The First International NoCOUG SQL Challenge: Nine Ways To Change a Lightbulb
The First International NoCOUG SQL Challenge sponsored by Apress is now closed. Thanks to Chen Shapira for helping to publicize the challenge. The winner will be announced in the next issue of the NoCOUG Journal.
The challenge was to use a table of probabilities to compute the probabilities of obtaining different sums in N throws of an unbiased die—N being a substitution variable or bind variable. Since the value of N is indeterminate, this apparently calls for the table to be joined to itself an indeterminate number of times—a seemingly impossible feat. However, there were nine very original solutions—including one Postgres solution—from seven different countries. The modus operandi was for each participant to publish their solution in a blog post; this preserved their claim on the solution and generated additional publicity for the challenge.
The first solution was quickly found by Laurent Schneider from Switzerland who knew that a table could be joined to itself an indeterminate number of times using Oracle’s proprietary CONNECT BY clause. He then constructed expressions for the required probabilities using the SYS_CONNECT_BY_PATH function. All that remained was to evaluate the expressions which he accomplished using the XMLQUERY function. Laurent is the author of Advanced Oracle SQL Programming: The Expert Guide to Writing Complex Queries.
The fourth solution was found by Vadim Tropashko from the USA who observed that recursive common table expressions—already available in DB2 and SQL Server and expected in Oracle Database 11gR2—could be used to perform the required joins. Vadim is the author of SQL Design Patterns: Expert Guide to SQL Programming.
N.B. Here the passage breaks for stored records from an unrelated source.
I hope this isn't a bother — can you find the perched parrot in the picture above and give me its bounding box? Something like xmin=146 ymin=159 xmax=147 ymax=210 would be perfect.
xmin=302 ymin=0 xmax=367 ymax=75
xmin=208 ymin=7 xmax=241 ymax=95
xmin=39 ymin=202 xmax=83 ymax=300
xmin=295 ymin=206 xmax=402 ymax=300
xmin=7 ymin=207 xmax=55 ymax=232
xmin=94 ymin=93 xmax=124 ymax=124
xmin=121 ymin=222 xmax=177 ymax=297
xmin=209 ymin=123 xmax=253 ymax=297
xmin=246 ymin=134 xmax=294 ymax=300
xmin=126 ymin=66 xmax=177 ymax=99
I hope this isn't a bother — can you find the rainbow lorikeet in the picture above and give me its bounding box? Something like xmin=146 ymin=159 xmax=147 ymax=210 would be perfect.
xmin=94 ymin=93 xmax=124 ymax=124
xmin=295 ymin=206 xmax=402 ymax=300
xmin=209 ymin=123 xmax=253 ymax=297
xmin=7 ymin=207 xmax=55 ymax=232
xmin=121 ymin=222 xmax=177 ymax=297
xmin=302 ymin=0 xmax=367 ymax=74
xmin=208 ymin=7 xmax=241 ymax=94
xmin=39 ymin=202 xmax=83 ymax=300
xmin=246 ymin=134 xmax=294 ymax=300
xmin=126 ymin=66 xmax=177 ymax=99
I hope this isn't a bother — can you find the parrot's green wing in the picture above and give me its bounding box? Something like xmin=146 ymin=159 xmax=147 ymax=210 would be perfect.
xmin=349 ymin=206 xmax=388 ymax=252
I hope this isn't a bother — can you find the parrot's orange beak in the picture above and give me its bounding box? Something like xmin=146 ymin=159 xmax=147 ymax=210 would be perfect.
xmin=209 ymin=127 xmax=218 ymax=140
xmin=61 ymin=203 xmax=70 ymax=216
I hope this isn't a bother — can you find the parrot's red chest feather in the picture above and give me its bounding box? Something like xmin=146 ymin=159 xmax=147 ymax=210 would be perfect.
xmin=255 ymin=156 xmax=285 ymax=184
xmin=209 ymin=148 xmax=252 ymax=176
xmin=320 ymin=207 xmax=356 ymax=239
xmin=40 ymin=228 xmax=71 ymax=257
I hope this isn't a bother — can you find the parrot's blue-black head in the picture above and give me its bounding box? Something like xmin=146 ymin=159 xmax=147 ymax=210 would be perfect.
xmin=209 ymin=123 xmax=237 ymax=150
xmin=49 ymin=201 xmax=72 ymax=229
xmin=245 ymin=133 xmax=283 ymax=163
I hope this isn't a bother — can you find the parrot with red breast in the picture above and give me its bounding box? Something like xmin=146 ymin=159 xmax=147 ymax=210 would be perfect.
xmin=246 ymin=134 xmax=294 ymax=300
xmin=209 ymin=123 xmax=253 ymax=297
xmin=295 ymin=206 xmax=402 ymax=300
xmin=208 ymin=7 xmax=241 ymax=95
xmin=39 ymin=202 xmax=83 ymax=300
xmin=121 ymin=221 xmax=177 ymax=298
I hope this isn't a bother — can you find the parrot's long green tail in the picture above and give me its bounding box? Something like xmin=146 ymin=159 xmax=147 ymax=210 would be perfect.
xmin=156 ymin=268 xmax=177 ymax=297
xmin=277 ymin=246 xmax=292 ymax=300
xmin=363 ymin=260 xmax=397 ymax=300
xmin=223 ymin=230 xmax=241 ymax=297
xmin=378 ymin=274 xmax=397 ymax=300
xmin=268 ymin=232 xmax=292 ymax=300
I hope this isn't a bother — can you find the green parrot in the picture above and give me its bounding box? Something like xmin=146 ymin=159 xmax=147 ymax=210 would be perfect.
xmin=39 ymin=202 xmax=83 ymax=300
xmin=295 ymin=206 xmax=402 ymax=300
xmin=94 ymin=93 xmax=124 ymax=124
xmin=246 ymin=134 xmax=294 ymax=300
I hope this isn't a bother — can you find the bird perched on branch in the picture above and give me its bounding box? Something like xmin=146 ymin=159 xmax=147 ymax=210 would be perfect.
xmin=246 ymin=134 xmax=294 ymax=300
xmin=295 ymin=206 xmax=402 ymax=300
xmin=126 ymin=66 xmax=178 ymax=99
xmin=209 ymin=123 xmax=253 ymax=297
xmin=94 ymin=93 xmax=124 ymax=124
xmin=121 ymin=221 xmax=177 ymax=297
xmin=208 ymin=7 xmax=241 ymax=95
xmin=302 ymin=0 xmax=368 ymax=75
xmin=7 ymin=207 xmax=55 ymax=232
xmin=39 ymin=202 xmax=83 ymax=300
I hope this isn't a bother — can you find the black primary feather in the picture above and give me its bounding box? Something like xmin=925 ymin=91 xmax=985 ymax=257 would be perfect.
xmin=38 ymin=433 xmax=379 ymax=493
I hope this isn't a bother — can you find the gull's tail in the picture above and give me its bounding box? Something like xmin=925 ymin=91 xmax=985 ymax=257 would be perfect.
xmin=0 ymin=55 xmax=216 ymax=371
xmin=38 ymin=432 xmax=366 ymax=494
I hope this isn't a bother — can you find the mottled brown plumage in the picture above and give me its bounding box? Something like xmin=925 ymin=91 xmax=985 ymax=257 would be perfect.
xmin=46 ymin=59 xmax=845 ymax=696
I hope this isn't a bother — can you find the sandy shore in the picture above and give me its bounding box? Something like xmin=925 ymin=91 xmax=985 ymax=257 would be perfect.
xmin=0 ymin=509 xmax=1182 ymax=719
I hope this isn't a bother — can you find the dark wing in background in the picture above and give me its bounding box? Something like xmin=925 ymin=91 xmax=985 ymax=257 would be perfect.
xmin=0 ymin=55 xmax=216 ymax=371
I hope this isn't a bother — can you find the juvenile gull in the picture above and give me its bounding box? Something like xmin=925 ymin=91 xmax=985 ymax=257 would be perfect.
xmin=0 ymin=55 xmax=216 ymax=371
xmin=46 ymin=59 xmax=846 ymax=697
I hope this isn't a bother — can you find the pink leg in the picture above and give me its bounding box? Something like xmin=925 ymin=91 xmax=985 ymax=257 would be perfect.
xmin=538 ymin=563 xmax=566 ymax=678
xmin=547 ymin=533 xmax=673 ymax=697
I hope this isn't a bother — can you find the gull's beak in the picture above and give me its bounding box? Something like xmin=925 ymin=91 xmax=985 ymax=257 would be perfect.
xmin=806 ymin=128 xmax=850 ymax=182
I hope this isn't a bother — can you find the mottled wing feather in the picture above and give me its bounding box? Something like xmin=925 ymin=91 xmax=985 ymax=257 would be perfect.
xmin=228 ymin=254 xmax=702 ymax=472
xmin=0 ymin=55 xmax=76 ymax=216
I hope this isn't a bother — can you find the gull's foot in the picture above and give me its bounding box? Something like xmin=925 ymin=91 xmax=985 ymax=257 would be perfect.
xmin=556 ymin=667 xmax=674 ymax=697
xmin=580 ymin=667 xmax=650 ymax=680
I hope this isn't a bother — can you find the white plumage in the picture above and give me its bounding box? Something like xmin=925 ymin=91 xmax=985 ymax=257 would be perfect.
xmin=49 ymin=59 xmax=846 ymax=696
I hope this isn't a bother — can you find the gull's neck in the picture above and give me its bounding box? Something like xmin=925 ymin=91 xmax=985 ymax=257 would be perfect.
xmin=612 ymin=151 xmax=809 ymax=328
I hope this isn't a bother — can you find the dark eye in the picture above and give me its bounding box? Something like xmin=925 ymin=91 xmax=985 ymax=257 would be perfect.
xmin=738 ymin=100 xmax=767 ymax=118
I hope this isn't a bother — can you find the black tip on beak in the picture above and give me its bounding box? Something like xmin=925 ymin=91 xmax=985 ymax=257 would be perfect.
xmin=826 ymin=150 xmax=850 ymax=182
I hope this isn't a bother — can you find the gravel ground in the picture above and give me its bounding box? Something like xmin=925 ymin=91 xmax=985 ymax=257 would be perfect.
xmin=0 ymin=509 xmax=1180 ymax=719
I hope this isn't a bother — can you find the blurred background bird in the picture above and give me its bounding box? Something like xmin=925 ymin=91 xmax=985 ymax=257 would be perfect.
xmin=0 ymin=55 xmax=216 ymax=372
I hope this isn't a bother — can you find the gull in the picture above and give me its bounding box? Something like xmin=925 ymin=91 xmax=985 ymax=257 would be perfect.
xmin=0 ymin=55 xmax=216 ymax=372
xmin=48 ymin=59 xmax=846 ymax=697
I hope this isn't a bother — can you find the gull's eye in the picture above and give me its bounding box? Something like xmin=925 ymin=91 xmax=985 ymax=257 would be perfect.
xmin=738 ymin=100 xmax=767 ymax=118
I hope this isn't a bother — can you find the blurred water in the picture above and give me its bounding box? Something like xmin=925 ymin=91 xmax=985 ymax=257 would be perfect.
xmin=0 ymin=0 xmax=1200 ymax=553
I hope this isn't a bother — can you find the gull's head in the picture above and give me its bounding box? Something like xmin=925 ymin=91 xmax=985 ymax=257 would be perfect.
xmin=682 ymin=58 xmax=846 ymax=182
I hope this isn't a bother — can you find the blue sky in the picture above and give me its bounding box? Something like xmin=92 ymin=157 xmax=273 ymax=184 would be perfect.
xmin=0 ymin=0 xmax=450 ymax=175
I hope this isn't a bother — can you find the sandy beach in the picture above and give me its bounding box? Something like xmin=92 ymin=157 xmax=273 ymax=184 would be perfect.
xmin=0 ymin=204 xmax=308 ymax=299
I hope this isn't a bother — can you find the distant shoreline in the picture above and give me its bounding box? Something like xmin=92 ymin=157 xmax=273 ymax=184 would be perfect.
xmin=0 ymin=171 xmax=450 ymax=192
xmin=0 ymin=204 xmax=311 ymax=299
The fifth and sixth solutions were found by Alberto Dell’Era from Italy who used advanced mathematical techniques to calculate the required probabilities for extremely high values of N. He recognized that the table of probabilities defined a mathematical function and that the process of joining the table with itself and grouping the results is the so-called “convolution” of this function with itself. Throwing the die N times is therefore equivalent to performing N – 1 convolutions. Convolutions have obvious advantages over an N-way Cartesian join because they keep the size of intermediate results in check. The question is how to compute the required N convolutions within a single SQL query if the value of N is indeterminate. Alberto solved the problem using a “Discrete Fourier Transform;” a certain new function derived from the original function. Fourier transforms have the interesting property that the transform of the convolution of functions is the simple product of the individual transforms; this is called the convolution theorem. Therefore, the Fourier transform of the N-way convolution of the function with itself is the N-th power of the Fourier transform of the function. The Fourier transform in this case is easy to compute and the N-th power of the Fourier transform is also easy to compute. At this point, Alberto has the Fourier transform of the N-way convolution instead of the N-way convolution itself. To obtain the N-way convolution itself, he computes the “inverse Fourier transform” of the Fourier transform that he has already derived. Alberto provided an even more advanced version of the above method using a mathematical technique called the Fast Fourier Transform which he implemented using the MODEL clause.
The eighth solution was found by a blogger named Cd-MaN from Romania who demonstrated the use of pipelined table functions and recursion in a Postgres database; the solution can be modified to work in an Oracle database.